Abstract
Information and communication technology (ICT) has been critical to the emergence of a new Internet-of-Things (IoT) era, as a rapidly increasing number and variety of IoT electronic devices in a wide range of end-use sectors require massive data communication in terms of volume, velocity/speed, and variety. Semiconductor technology advancements have played a key role in ICT and unlike the past ICT energy footprint analysis, which focused on the final electronic product, an attempt has been made to examine the global energy impacts for the period 2016–2025 based on the market forecasts of three major IoT IC types, i.e., sensors and actuators, connectivity, and processor ICs distributed among four major IoT device components.

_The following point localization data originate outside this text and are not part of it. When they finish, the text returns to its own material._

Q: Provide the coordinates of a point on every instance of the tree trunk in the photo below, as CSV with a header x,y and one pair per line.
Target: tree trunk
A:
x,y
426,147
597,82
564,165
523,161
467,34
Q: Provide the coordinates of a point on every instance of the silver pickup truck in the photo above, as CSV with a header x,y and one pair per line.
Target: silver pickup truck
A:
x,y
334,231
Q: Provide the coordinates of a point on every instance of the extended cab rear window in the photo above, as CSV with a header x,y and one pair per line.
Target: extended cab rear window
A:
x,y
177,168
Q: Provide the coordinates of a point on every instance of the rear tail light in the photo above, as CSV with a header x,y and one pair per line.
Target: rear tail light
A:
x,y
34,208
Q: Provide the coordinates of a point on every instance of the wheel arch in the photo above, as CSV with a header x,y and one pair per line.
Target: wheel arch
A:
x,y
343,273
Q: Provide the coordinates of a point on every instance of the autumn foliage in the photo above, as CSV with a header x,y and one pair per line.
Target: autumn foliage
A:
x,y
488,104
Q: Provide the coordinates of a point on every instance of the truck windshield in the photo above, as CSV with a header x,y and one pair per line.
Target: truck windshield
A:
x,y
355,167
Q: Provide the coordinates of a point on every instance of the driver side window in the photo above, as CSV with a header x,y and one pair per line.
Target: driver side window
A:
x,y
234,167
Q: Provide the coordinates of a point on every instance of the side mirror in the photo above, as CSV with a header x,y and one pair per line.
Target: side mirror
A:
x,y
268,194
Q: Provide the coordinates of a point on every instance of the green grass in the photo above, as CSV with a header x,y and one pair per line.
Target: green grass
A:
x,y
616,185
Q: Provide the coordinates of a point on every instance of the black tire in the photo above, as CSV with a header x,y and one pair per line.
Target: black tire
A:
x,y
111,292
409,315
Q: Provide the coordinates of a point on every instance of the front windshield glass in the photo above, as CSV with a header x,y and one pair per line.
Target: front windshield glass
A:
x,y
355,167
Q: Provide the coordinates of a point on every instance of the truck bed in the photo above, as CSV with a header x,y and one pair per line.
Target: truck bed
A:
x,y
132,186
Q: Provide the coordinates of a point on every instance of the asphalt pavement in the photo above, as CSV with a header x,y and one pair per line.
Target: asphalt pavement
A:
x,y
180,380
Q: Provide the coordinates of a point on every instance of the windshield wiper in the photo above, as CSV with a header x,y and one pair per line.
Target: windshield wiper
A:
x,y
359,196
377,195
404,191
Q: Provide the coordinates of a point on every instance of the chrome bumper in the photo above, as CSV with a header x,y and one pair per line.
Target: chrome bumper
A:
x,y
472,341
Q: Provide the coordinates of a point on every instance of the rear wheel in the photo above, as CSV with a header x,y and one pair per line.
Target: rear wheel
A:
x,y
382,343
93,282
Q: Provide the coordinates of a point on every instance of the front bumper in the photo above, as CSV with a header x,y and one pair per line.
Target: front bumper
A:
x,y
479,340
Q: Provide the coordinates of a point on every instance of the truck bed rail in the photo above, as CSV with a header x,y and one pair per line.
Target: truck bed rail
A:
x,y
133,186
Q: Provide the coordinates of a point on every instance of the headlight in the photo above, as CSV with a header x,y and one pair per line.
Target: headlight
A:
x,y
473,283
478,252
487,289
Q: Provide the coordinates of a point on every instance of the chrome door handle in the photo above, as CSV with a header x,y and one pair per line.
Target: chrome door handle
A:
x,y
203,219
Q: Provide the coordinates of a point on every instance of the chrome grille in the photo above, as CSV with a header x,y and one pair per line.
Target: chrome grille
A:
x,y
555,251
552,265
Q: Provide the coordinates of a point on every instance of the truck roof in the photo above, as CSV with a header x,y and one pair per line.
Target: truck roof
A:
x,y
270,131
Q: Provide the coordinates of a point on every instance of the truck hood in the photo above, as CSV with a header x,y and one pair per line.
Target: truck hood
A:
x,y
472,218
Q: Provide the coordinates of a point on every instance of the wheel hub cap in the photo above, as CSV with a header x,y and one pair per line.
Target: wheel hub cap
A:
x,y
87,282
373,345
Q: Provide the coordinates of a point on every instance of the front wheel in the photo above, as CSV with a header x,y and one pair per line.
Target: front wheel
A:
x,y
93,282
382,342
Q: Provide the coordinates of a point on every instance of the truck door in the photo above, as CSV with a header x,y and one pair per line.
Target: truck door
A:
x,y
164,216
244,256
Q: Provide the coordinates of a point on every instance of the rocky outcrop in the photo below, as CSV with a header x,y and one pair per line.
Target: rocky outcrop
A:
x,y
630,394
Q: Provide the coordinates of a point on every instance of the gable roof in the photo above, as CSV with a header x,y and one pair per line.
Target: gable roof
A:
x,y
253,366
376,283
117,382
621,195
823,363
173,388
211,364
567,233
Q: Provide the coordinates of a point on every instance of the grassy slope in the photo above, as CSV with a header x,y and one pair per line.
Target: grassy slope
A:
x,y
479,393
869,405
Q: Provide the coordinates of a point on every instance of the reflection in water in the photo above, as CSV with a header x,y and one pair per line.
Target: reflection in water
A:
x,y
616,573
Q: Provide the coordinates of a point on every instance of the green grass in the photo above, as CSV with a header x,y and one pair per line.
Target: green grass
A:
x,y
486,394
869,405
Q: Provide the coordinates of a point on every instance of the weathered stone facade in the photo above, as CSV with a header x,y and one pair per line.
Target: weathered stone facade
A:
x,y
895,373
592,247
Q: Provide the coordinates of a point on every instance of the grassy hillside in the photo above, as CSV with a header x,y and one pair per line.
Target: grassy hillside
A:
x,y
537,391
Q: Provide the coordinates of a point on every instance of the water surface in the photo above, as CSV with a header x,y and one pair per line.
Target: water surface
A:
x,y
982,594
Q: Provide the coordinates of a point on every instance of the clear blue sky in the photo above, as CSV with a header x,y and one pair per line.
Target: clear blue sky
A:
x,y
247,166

Total global IoT semiconductor primary energy demand is projected to increase from 2 EJ in 2016 to 35 EJ by 2025, resulting mainly from a substantial projected increase energy needed in the manufacturing of ICs, with growth in the use of sensors and energy-intensive next fab generation manufacturing. Unlike the trend in manufacturing energy, total global operational energy use is projected to decrease significantly with the development of smaller transistor size, low-power devices, and faster wireless data communication technology. Total operational energy is projected to significantly decrease from 118 TWh/year (1,2 EJ/year) to less than 1 TWh/year (0.003 EJ/year) in spite of a significantly higher anticipated growth in its market size during the 2016–2025 forecast period. Its annual share of total primary energy use is projected to reach an insignificant level of 0.01% by the end of 2025, consistent with the past limited electronic product life cycle analyses besides the analysis focus here limited to ICs in IoT devices.